Gerrum put his arms around her. “Don’t you think she knows?”
“How could she? I refused to communicate with her. For years.”
“You believe the spirit lives on, Clen. It means we’re never finished. We can always say we’re sorry.”
“It’s not the same.”
“Maybe not, but it’s still worth doing.” He continued to hold her. “You do realize if you’d confessed to Thomasina way back then, we might never have found each other.”
“You’re saying I had to make a whole bunch of bad decisions before I was able to get it right?”
“Something like that. I’ve made bad decisions of my own, you know. But I like very much where they’ve led me.”
“Is that a compliment, Mr. Kirsey?”
“Definitely. So tell me. Now that you’re older and wiser, would you have a different answer to how you’d spend your last day?”
“Fishing for a compliment, are we?”
“I take every bit of encouragement I can get.” His tone was light, but his expression was serious.
Her own sense of play evaporated as she looked at the man she’d married. “I’d spend it loving you,” she said, laying the words like a gift before him, thinking how simple it had become.
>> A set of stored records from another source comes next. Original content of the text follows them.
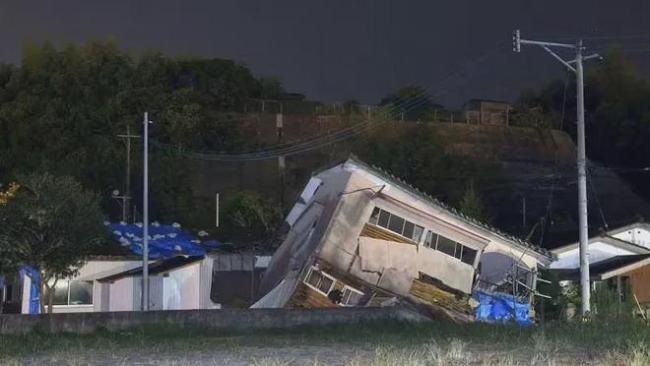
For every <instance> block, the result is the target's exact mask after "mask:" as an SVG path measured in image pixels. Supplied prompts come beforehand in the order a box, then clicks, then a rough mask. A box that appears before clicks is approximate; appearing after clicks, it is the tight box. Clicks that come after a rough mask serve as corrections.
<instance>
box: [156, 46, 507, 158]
mask: <svg viewBox="0 0 650 366" xmlns="http://www.w3.org/2000/svg"><path fill="white" fill-rule="evenodd" d="M503 44H504V43H503V42H500V43H498V44H497V46H496V47H495V48H494V49H491V50H490V51H487V52H485V53H484V54H482V55H480V56H479V57H477V58H476V59H475V60H474V61H472V62H470V63H469V64H466V66H465V69H467V68H469V67H471V66H473V65H474V66H475V65H477V64H479V63H481V62H483V61H485V60H486V59H487V58H488V57H489V56H491V55H492V54H493V53H494V52H496V51H499V50H500V49H501V48H502V45H503ZM462 72H463V70H460V71H452V72H451V73H449V74H447V76H445V77H444V78H443V79H442V80H441V82H440V84H444V83H445V82H447V81H448V80H451V79H453V78H454V77H456V76H457V75H459V74H461V73H462ZM444 92H445V90H441V91H439V92H437V93H434V94H429V93H426V92H423V93H420V94H418V95H415V96H413V97H411V98H409V99H408V100H407V101H405V102H403V103H399V104H395V105H392V106H391V107H390V108H388V109H385V110H383V111H382V114H383V115H384V117H387V116H389V115H390V114H392V113H395V112H404V111H410V110H412V109H414V108H417V107H419V106H421V105H422V104H424V103H426V102H427V101H428V97H433V96H437V95H440V94H442V93H444ZM387 122H389V120H388V118H387V119H386V120H384V121H381V122H376V121H372V120H368V121H366V122H362V123H360V124H357V125H354V126H351V127H347V128H345V129H342V130H339V131H337V132H335V133H332V134H328V135H324V136H317V137H315V138H313V139H309V140H306V141H301V142H299V143H295V144H291V145H287V144H285V145H283V146H274V147H272V148H270V149H266V150H261V151H260V150H258V151H253V152H245V153H238V154H228V153H215V152H196V151H186V150H184V149H182V148H179V147H178V146H173V145H170V144H164V143H161V142H159V141H152V145H153V146H156V147H159V148H163V149H167V150H170V151H175V152H177V153H180V154H182V155H184V156H187V157H190V158H193V159H200V160H213V161H250V160H267V159H274V158H277V157H280V156H291V155H296V154H301V153H304V152H308V151H313V150H316V149H320V148H322V147H325V146H328V145H331V144H334V143H337V142H341V141H344V140H347V139H349V138H352V137H355V136H358V135H360V134H362V133H363V132H367V131H370V130H373V129H376V128H378V127H379V126H381V125H383V124H385V123H387Z"/></svg>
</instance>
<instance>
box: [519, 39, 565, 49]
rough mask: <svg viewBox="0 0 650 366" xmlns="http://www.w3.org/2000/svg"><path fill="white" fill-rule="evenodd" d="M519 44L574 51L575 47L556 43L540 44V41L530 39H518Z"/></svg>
mask: <svg viewBox="0 0 650 366" xmlns="http://www.w3.org/2000/svg"><path fill="white" fill-rule="evenodd" d="M519 43H521V44H534V45H538V46H542V47H543V46H546V47H561V48H571V49H575V48H576V45H574V44H569V43H557V42H542V41H532V40H530V39H520V40H519Z"/></svg>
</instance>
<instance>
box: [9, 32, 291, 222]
mask: <svg viewBox="0 0 650 366" xmlns="http://www.w3.org/2000/svg"><path fill="white" fill-rule="evenodd" d="M280 93H282V87H281V85H280V83H279V82H278V81H277V79H273V78H256V77H254V76H253V74H252V73H251V71H250V70H249V69H248V68H247V67H246V66H244V65H241V64H238V63H235V62H233V61H230V60H221V59H183V58H169V57H165V56H163V55H162V54H160V53H147V54H144V55H141V56H138V57H135V56H132V55H130V54H128V53H126V52H125V51H123V50H120V49H119V48H118V47H117V46H116V45H115V44H114V43H113V42H111V41H92V42H89V43H87V44H85V45H83V46H75V45H68V46H65V47H64V48H62V49H56V48H55V47H53V46H52V45H51V44H50V43H45V44H43V45H34V44H29V45H27V46H25V49H24V53H23V59H22V62H21V63H20V65H10V64H3V65H0V131H1V133H0V178H1V180H2V183H5V184H6V183H7V182H10V181H11V180H12V179H15V177H16V176H18V175H20V174H24V173H31V172H38V171H42V172H50V173H52V174H55V175H60V176H63V175H67V176H72V177H74V178H76V179H77V180H78V181H80V182H81V183H82V184H83V185H84V186H86V187H89V188H91V189H93V190H94V191H96V192H98V193H100V194H101V197H102V198H103V205H104V207H105V209H106V210H107V211H111V210H113V211H115V209H116V206H117V204H116V202H115V201H112V199H111V198H110V197H111V192H112V191H113V190H114V189H119V190H123V187H124V163H125V154H126V151H125V145H124V141H123V140H122V139H120V138H118V137H117V135H119V134H124V133H125V132H126V129H127V125H129V126H130V128H131V131H132V133H135V134H140V133H141V126H142V123H141V121H142V119H143V112H144V111H148V112H149V113H150V115H151V116H152V119H153V120H155V124H154V126H153V127H152V128H151V136H152V137H153V138H155V139H157V140H159V141H162V142H166V143H170V144H173V145H174V146H178V147H179V148H181V147H192V148H196V149H209V150H215V151H233V150H235V149H242V148H246V145H247V142H246V139H244V136H242V135H241V134H240V130H239V129H237V128H235V126H236V124H237V122H238V119H237V118H236V115H233V114H232V113H231V112H232V111H241V110H242V108H243V107H242V106H243V103H244V102H245V101H246V100H248V99H249V98H260V97H264V98H277V97H279V95H280ZM140 150H141V145H140V142H139V141H135V145H134V148H133V158H132V163H133V169H132V172H133V179H132V181H133V182H135V183H134V184H133V185H132V191H133V193H134V194H135V195H136V197H137V196H138V195H139V194H138V192H139V191H140V186H141V185H140V184H137V182H139V178H138V176H141V159H140V158H139V157H140V156H141V154H140ZM151 165H152V168H151V181H152V183H153V184H152V192H151V194H152V200H151V202H152V208H151V209H152V212H153V214H154V215H155V217H156V218H157V219H161V220H173V219H178V217H177V215H175V213H177V212H178V208H179V207H184V208H188V209H187V210H186V211H185V212H186V214H187V215H186V216H190V215H192V214H193V212H194V210H191V207H192V198H193V194H192V190H191V185H190V184H189V183H190V182H189V181H188V177H189V174H188V172H187V168H186V166H185V164H183V162H182V161H181V160H179V159H176V158H175V157H174V156H173V154H171V153H169V152H160V151H152V156H151ZM187 219H188V221H192V220H191V218H190V217H187Z"/></svg>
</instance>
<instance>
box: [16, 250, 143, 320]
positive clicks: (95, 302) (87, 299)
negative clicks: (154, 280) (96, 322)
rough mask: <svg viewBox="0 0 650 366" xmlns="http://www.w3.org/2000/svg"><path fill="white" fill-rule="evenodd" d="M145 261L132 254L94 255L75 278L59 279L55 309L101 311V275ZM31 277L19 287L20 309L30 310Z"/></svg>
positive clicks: (84, 310)
mask: <svg viewBox="0 0 650 366" xmlns="http://www.w3.org/2000/svg"><path fill="white" fill-rule="evenodd" d="M141 265H142V260H140V259H138V258H137V257H135V256H129V257H122V256H118V257H110V256H106V257H93V258H91V259H90V260H89V261H88V262H86V264H84V265H83V266H82V267H81V268H80V269H79V273H78V275H77V276H75V277H74V278H68V279H62V280H59V281H57V283H56V287H55V289H54V302H53V307H52V311H53V312H54V313H81V312H93V311H102V310H101V309H102V307H103V304H102V303H101V296H100V286H99V283H98V281H97V280H98V279H99V278H102V277H105V276H110V275H112V274H115V273H119V272H123V271H126V270H130V269H133V268H136V267H139V266H141ZM31 285H32V283H31V279H30V278H29V277H27V276H25V277H24V279H23V281H22V283H21V284H20V287H21V289H22V291H21V294H20V299H21V313H23V314H29V293H30V287H31Z"/></svg>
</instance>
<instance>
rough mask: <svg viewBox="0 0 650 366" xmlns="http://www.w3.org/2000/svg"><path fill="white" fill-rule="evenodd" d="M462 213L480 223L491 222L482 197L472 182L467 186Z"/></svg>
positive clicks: (464, 198)
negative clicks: (488, 215)
mask: <svg viewBox="0 0 650 366" xmlns="http://www.w3.org/2000/svg"><path fill="white" fill-rule="evenodd" d="M460 212H462V213H463V214H464V215H465V216H469V217H471V218H474V219H476V220H479V221H489V220H488V217H487V215H486V212H485V207H483V202H482V201H481V197H480V196H479V195H478V193H476V191H475V190H474V182H472V181H470V183H469V184H468V185H467V189H466V190H465V194H464V195H463V198H462V199H461V201H460Z"/></svg>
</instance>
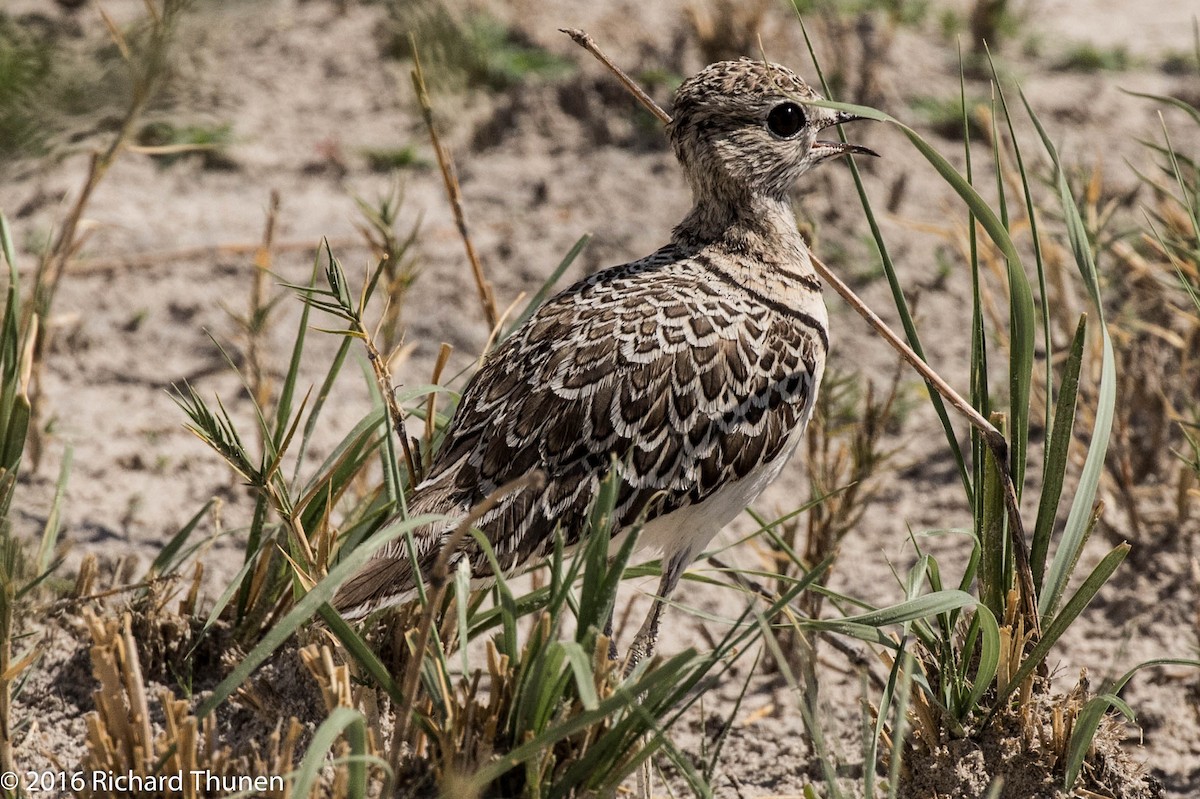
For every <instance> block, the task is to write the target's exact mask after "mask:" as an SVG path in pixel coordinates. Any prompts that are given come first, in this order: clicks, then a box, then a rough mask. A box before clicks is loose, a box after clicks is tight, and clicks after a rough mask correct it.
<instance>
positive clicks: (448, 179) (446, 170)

Questions about life, where she was going, what she was going to do. Her answer to all of them—Gerrum.
And could he be right about all those wrong turns being necessary for her to reach this right place? Or maybe they hadn’t been wrong turns after all. Because now, looking back, she was beginning to see that her life, through all its twists and turnings, ups and downs, had been illuminated by grace. A grace she’d thought absent.
But now, in the gloom of an Alaskan winter, the gleam of that grace was visible, intertwined inextricably with the dark strands. The whole made more beautiful by that random shining.